I recently joined a small but dedicated group on Facebook. It’s called “Verify Source Before You Post.” Every reader of this blog and my older Mumpsimus Blog will recognize this as a favorite topic of mine. I’ve written perhaps a dozen posts over the last five years trying to correct numerous bad quotes or mis-attributions. It’s a losing battle, it seems.
When I say small, it is, by FB standards, tiny: 17 members right now. But that will, I hope, grow as time progresses. Surely there must be more people out there concerned with fact, with accuracy, and with the quality of information.
Of course, these groups are a lot less interesting to the masses than the usual “I-Love-Snookie” or “Lady-Gaga-Is-A-Godess” fan groups where members can endlessly prattle on about absolutely nothing of merit or importance.
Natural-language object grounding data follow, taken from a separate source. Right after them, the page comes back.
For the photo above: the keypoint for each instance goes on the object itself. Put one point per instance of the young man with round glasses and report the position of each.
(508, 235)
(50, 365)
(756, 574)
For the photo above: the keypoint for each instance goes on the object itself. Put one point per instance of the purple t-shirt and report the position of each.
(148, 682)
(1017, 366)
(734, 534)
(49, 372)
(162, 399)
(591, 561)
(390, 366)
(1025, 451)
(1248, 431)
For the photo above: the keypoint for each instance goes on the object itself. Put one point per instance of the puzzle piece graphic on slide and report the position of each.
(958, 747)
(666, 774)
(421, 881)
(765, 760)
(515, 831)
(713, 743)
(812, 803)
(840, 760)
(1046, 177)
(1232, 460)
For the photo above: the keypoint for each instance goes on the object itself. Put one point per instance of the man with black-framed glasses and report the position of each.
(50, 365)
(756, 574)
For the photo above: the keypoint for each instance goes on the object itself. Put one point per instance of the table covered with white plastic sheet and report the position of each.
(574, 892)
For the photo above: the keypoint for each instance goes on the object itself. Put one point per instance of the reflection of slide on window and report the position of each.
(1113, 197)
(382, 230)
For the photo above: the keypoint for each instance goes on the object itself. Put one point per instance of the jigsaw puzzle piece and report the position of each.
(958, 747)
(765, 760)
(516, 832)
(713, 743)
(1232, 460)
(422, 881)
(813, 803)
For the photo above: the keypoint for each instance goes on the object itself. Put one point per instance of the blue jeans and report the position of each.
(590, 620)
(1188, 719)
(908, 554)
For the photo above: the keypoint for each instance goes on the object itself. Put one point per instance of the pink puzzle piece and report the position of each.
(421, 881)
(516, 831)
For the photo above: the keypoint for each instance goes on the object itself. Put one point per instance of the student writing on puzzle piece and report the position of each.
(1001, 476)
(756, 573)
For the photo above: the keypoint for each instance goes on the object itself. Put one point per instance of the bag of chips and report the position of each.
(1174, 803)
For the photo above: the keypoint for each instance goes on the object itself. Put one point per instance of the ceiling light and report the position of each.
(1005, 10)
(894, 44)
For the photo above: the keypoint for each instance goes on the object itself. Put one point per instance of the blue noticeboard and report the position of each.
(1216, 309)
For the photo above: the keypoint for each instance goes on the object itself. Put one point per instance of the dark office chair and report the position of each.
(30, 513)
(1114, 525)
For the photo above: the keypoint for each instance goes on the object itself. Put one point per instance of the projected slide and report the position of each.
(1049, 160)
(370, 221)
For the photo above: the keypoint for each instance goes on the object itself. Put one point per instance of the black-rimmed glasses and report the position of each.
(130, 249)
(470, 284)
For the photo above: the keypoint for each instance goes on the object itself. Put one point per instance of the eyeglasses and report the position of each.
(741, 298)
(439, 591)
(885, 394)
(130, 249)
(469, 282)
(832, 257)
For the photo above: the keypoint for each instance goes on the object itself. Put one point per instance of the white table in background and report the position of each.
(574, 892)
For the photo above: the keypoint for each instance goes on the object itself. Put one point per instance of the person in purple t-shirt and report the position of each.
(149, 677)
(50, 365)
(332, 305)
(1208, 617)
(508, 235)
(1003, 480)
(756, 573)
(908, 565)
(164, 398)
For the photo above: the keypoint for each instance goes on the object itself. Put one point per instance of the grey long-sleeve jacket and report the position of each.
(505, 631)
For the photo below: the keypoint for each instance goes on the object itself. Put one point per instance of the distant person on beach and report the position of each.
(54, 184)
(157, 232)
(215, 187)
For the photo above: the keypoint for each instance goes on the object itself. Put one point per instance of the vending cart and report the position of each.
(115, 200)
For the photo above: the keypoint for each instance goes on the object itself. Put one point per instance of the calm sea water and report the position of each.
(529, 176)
In VSBYP, you need to be engaged and contribute something meaningful.
Yes, there are groups on FB that are similarly intellectual, and I don’t want to downplay their importance to creating dialogue and debate in many spheres, from science to grammar. FB plays an important role – as does all social media – in engaging people in all fields, all disciplines, all sciences, all studies and all philosophies.
But as everyone on FB knows, the vast amount of chatter is more of the what-I-had-for-breakfast sort than comments on, say, the relevance of the hunt for the Higgs Boson particle to current cosmological theories.
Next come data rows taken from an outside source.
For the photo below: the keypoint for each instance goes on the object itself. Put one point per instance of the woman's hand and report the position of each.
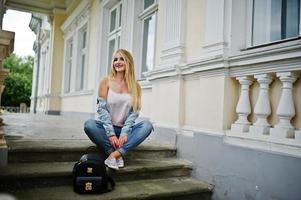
(114, 141)
(122, 140)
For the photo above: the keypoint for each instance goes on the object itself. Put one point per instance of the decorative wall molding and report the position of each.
(80, 14)
(174, 44)
(288, 147)
(249, 62)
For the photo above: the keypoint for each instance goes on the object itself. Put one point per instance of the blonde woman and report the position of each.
(118, 104)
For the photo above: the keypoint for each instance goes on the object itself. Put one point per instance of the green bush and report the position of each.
(18, 83)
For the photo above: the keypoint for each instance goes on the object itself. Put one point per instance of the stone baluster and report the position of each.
(263, 107)
(243, 108)
(286, 108)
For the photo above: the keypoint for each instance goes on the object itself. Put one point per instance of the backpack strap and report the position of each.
(111, 184)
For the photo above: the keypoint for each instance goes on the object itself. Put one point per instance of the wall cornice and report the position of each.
(79, 14)
(282, 57)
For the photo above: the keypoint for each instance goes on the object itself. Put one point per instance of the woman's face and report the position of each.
(118, 63)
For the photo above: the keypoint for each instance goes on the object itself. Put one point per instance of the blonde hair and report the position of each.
(132, 84)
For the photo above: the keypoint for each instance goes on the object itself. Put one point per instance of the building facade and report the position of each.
(220, 79)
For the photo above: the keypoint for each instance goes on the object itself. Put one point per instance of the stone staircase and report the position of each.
(41, 169)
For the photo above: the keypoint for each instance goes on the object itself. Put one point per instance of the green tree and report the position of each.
(18, 83)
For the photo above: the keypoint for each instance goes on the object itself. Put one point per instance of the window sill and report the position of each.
(145, 84)
(272, 43)
(287, 146)
(77, 93)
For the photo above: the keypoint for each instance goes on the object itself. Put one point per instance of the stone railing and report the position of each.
(259, 128)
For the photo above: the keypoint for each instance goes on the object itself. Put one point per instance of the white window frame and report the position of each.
(68, 68)
(81, 68)
(115, 34)
(146, 14)
(249, 39)
(72, 28)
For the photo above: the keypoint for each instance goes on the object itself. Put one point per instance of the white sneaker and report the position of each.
(120, 162)
(111, 163)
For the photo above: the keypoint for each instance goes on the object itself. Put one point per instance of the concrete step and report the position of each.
(27, 175)
(71, 150)
(161, 189)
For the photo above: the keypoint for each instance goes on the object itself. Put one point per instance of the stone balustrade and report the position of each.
(285, 112)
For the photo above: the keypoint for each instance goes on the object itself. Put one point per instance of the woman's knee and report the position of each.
(148, 126)
(88, 126)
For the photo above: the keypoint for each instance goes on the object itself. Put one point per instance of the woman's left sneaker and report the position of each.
(120, 162)
(112, 163)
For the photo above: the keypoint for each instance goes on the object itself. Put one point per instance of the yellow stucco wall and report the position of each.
(77, 104)
(87, 102)
(230, 99)
(165, 102)
(204, 103)
(72, 6)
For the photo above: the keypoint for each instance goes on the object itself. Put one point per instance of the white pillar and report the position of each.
(215, 28)
(173, 51)
(243, 108)
(298, 135)
(286, 108)
(262, 108)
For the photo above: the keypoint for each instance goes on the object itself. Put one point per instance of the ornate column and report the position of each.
(6, 47)
(286, 108)
(262, 108)
(243, 108)
(174, 41)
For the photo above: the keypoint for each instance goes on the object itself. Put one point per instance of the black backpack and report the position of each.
(90, 174)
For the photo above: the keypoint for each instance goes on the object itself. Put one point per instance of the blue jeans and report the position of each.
(97, 134)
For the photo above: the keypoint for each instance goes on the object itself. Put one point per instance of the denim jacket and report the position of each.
(104, 117)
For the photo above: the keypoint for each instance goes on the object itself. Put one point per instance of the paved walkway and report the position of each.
(43, 127)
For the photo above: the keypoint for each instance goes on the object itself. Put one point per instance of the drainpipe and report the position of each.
(35, 97)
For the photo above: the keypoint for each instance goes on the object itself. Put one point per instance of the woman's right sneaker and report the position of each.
(120, 162)
(111, 163)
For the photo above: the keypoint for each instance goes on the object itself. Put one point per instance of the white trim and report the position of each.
(270, 59)
(288, 147)
(78, 93)
(145, 84)
(149, 11)
(197, 130)
(76, 15)
(174, 43)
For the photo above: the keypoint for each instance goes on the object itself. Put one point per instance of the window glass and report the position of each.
(148, 44)
(148, 3)
(82, 71)
(120, 15)
(113, 20)
(275, 20)
(111, 51)
(68, 66)
(81, 65)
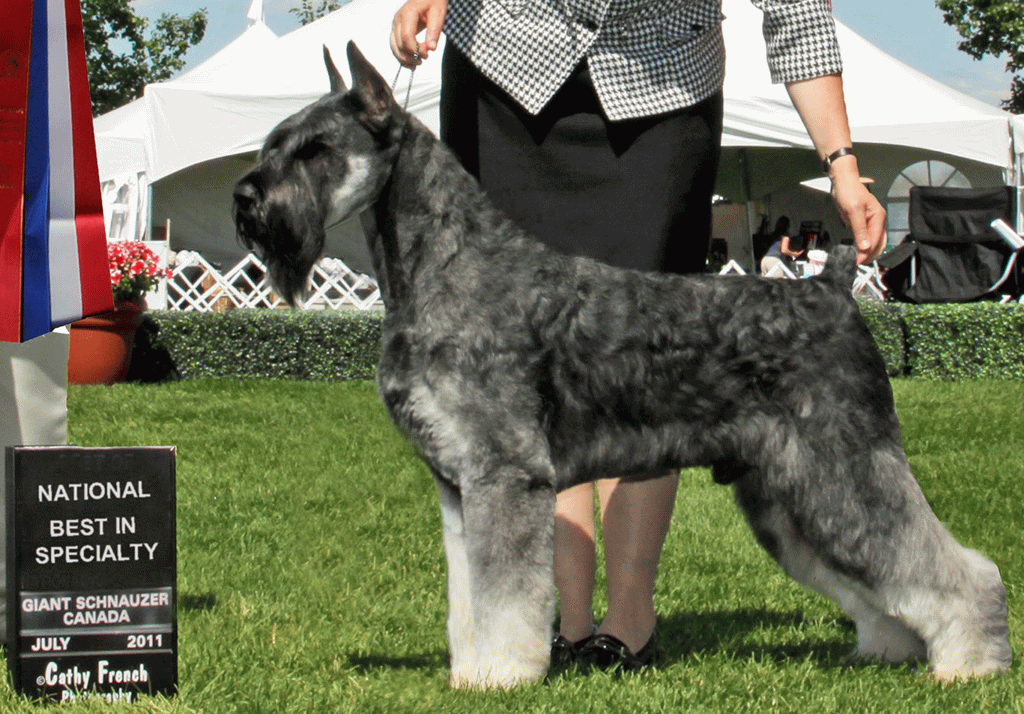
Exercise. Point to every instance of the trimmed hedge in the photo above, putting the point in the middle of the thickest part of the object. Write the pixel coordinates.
(950, 342)
(279, 344)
While some might see it as an obsessive and pointless task to try to verify and confirm all of the many quotes posted on FB and other sites, to me it’s as important and relevant as trying to confirm scientific data. But it’s also cultural.
And judging by the number of times a mis-quote gets shared, it seems I am in the minority of people who actually pay attention to what they pass along to others.
If someone attributes “She Loves You” to the Monkees or the Beegees in a post, you would get rightfully upset, and question the intelligence of the poster. You would feel compelled to correct the poster and point out that the song was written by Lennon and McCartney, and performed by the Beatles. If someone posted that Plato wrote the Illiad, or Tolstoy wrote The Brothers Karamazov, or Edward de Vere wrote Hamlet, you would likely feel equally compelled to correct them and state the actual author’s name.
I feel the same when someone attributes a saying to Albert Einstein, Shakespeare or Machiavelli that I know is incorrect.